本文介绍了局部极值提取算法的原理和步骤,包括距离变换、全局可能最大值筛选、领地排除等关键操作,并提供了Python和C++版本的代码实现。该算法用于图像处理,用于寻找图像中的局部最大值,适用于各种应用场景。
局部极值提取算法
这是http://www.imagepy.org/的作者原创,我只是对其理解之后改进和说明,欢迎大家使用这个小软件!
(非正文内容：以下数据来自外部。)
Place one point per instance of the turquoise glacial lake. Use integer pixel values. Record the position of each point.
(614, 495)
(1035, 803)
有需要C++的朋友,可有留邮箱,经测试和改进的版本!
算法原理:(按照程序思路来,当然其中很多可以改进的地方)
第一步:
先进行距离变换(这类问题都是要通过几何操作进行,距离变换就是几何距离)
第二步:
先找全局可能最大值,然后对图像进行标记
全局可能最大值是基础,3X3核在图像上滑动去找全局可能最大值。标记是为了掩膜操作更方便,你看opencv很多函数都有掩膜,PS上面也有那个白色的膜。
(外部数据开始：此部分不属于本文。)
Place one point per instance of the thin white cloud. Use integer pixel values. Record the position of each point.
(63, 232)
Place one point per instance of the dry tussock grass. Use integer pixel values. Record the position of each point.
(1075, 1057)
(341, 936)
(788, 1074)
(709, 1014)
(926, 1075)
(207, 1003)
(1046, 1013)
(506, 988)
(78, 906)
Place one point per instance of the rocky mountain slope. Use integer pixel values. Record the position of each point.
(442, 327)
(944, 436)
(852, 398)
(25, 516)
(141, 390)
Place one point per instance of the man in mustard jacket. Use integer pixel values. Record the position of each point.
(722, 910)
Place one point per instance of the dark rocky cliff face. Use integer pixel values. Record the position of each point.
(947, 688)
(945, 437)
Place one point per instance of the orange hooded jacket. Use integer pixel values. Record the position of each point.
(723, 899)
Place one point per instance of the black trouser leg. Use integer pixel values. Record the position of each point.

图片结果是:背景和最大值标记3,前景标记1,图像边界标记0(为了防止越界)
貌似下面的图片显示有问题,matploylib的显示有时候确实有问题,Debug的时候就和显示不一样,没关系这一步比较简单。
第三步:
对全局可能最大值进行排除,这一步是程序核心!这里以求最大值为例,最小值相反。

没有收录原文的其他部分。